Migrate to Amazon FSx for Windows File Server using AWS DataSync
Many customers have on-premises file storage infrastructure for their Windows workloads that they want to get out of having to constantly maintain. There is a certain hassle involved with backing up, patching, monitoring, and maintaining the hardware and software that they reasonably want to avoid – it is a cost and time drain. Customers have asked AWS to provide a fully managed, native Windows file server solution that frees them from worrying about underlying infrastructure while still providing native Windows file server features. In response, AWS created Amazon FSx for Windows File Server (Amazon FSx), which provides fully managed SMB-based file storage for Windows applications and workloads. With Amazon FSx, AWS manages the underlying hardware, software, and operations (including servers, storage, patching, availability, durability, encryption, monitoring, backups, and more).
The next question that customers ask is, “How do I migrate my data from my on-premises systems to Amazon FSx for Windows File Server?” In the past, the options were manual methods, like using Robocopy, WinRAR, or copying files. In January 2020, AWS enabled AWS DataSync, a fully managed data migration service to help customers migrate their data from their on-premises systems to Amazon FSx and other storage services. DataSync retains the Windows file properties and permissions, and allows incremental, delta transfers so that the migration can happen over time, copying over only the data that has changed. In addition, DataSync enables high-speed transfer through its use of compression and its parallel transfer mechanism, while also giving customers the ability to control the amount of bandwidth used during transfers.
In this blog, I walk through how to set up AWS DataSync to migrate data from your Windows file system to Amazon FSx for Windows File Server. The process involves four simple steps:
- Step 1: Creating the Amazon FSx for Windows File Server file system, which will be the target storage.
- Step 2: Installing the AWS DataSync agent near your source file system.
- Step 3: Configuring the DataSync task that migrates the data from your source storage to the target storage.
- Step 4: Running the DataSync migration task.
We have also created a quick video that walks through the detailed process as well:
Step 1: Create an Amazon FSx file system
The first step is to create an Amazon FSx for Windows File Server file system, which is the target storage for your files. You can join the file system to your existing Active Directory. By joining the file system to your Active Directory, the file permissions are the same in Amazon FSx as they are on-premises. The result is that your users have the same file access.
For this blog post, I create an Amazon FSx file system that spans multiple AWS Availability Zones (Multi-AZ) with 32 GiB of capacity and 16 MB/s of throughput capacity. When you create the file system, Amazon FSx allows you to specify:
- How large a file system to create (32 GiB to 65,535 GiB)
- The type of storage (SSD or HDD)
- How much throughput performance to allocate
- To help you set throughput performance, the service provides a recommended throughput capacity based upon the storage capacity that you set. However, you still have the option to customize it for your application’s specific needs.
- The deployment mode (Single-AZ or Multi-AZ)

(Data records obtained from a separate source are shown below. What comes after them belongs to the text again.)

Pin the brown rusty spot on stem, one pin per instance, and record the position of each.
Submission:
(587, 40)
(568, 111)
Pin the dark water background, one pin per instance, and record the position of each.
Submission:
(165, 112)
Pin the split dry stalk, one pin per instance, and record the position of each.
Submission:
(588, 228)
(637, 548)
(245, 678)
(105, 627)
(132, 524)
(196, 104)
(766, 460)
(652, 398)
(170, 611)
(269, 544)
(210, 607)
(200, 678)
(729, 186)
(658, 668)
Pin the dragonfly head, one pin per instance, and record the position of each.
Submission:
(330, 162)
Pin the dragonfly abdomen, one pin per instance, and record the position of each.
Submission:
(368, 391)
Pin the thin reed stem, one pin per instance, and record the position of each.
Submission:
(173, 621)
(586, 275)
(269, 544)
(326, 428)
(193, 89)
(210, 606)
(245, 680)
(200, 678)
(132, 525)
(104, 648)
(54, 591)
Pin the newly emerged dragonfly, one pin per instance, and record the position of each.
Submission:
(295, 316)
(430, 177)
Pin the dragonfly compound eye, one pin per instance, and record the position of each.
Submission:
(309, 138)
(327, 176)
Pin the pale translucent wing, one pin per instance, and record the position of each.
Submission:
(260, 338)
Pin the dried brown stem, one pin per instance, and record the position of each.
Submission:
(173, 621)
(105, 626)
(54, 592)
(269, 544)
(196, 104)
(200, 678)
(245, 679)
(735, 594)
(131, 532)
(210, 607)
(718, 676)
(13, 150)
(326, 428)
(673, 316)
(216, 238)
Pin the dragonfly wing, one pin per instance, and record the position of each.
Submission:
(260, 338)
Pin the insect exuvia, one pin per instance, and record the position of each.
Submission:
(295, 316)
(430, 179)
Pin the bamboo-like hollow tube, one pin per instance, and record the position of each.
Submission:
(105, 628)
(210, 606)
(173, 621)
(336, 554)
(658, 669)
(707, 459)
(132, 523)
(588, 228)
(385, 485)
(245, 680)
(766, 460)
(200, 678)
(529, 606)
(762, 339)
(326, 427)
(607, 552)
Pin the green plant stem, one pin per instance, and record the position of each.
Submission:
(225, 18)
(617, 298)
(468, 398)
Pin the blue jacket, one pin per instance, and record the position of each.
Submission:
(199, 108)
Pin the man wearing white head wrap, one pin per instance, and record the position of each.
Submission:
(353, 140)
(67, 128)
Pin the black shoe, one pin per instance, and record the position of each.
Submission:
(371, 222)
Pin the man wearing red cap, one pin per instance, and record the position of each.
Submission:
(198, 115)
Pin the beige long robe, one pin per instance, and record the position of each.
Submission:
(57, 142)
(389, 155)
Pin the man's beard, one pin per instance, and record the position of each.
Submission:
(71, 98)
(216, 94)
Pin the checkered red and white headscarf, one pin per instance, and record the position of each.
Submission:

- We recommend that you deploy a Multi-AZ architecture that instructs Amazon FSx to do block level replication of your data from one AWS Availability Zone to a second Availability Zone.
- The Window authentication mode (AWS Managed Microsoft Active Directory or Self-managed Microsoft Active Directory)
- If you have an existing Active Directory, then you would select the Self-managed option.
- The following screenshot shows all of the specifications already selected for the purposes of this example.
Step 2: Install the AWS DataSync agent
The next step is to install the DataSync agent. AWS recommends installing the DataSync agent close in network connectivity to the source file system. AWS provides an image that you can deploy to install this agent onto your on-premises environment. To install the DataSync agent, log in to the AWS Management Console and navigate to the DataSync service. Click the Get started button.
Currently, as shown in the following screenshot, AWS provides two options for deploying the agent, either a VMware image or an EC2 image. For migrations from an on-premises environment, download the VMware image.
You can select how you want to communicate from the DataSync agent to the DataSync service by selecting the service endpoint. The two most common options are to communicate over the internet using the public service endpoints or over a private connection using the VPC endpoints using AWS PrivateLink.
Once you deploy the agent, you must register the agent with the DataSync service by entering the name or IP address of the agent. Then press the Get key button.
If the machine where you have opened the DataSync console cannot communicate over the network with the DataSync agent, you may see a communication error screen. The simple fix is to open the DataSync console on a host that can communicate over the network with the DataSync agent.
Once the DataSync agent registers successfully, you should see it listed in the console:
For more information on installing the DataSync agent, please see this documentation.
Step 3: Create the DataSync data migration task
The next step is to create a task that sets the source location, destination location, and migration settings. It is important to create the DataSync migration task in the same AWS Region as the target storage location.
Open the AWS Management Console, and from the Region drop-down menu in the top right of the console, select the AWS Region where the Amazon FSx file system is created. Then navigate to the DataSync console and select the Create task button.
Step 3.1: Specify the source location
On the Configuration screen, you will specify the source location options. Since you are migrating data from SMB file storage, select the Server Message Block (SMB) option, then specify your DataSync agent. Specify the IP address of the Windows file server, and the Windows file share on that server, that you want to use as your source location. In my lab, my source Windows file server was at 10.0.22.151 and the source file share is called share.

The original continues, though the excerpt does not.